I've had great luck with the burton dry ride this season. It's comfy under my helmet, it's plenty warm on those single digit days and bestof all it dosnt get wet/freeze.


----------



## JHG (Feb 4, 2014)

Thanks, Bill.  I'm going to check it out for the Summit, and see if it holds up to the frigid I've been told to expect at the top of Sugarloaf.  Much appreciated!


----------



## 〽❄❅ (Feb 4, 2014)

I ordered a Seirius Combodana soft shell mask over the weekend - http://www.seirus.com/snow-sports-ByTag/combodanas/ It will be the fourth mask in the past year, i suspect i'll be pretty similar to the Celtek Bandit i have, we'll see.


----------



## JHG (Feb 4, 2014)

Why so many masks in such a short period of time.  Different colors for different mountains, or have you been unhappy with your purchases?


----------



## bluebird (Feb 4, 2014)

I've always found it best to have separate mask, balaclava and neck warmer. Just the neck warmer or balaclava when its warmer, but the three together can get me well into the negative numbers.


----------



## 〽❄❅ (Feb 5, 2014)

JHG said:


> Why so many masks in such a short period of time.  Different colors for different mountains, or have you been unhappy with your purchases?
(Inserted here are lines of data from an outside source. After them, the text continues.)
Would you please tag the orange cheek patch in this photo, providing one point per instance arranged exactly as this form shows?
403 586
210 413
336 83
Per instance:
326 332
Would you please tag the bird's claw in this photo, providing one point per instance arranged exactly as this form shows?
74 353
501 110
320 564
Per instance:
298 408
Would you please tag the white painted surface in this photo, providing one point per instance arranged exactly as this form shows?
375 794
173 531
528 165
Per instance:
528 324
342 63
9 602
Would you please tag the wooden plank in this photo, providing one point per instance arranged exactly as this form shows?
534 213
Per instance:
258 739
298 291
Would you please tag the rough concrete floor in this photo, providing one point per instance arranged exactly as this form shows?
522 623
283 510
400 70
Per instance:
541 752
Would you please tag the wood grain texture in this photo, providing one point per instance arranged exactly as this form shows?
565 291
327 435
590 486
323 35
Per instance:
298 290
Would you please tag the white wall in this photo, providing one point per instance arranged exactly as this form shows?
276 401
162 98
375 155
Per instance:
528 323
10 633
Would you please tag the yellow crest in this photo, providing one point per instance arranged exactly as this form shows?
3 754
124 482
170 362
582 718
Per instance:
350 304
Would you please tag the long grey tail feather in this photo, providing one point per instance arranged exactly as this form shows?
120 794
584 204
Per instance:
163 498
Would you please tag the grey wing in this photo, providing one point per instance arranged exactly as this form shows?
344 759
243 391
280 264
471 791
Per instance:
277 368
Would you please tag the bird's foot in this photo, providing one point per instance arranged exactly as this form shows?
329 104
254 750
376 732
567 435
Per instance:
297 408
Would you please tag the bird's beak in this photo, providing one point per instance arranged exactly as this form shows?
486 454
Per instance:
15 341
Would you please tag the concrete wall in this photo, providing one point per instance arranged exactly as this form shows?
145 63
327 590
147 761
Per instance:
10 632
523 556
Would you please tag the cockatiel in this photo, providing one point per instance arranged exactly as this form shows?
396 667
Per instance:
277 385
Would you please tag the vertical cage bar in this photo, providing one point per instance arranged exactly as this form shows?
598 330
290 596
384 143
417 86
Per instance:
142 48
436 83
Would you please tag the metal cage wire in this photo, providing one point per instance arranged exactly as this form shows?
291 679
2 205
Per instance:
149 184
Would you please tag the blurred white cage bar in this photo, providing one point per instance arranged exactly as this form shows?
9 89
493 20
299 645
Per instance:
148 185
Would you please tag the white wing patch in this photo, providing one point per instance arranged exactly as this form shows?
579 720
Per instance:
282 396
Yes, when trying them i was unhappy with the clammy, wet, and uncomfortable inside against my face. A few of the other mask people here mentioned either have a thick trim which interferes with goggles, or a bad contour that tugs on my nose.


----------



## SLOWSNO (Feb 5, 2014)

it looks like its going to be chilly enough up at the az summit this weekend to try lots of options!


----------



## skifree (Feb 6, 2014)

i only use a balaclava. too much gear gets in the way


----------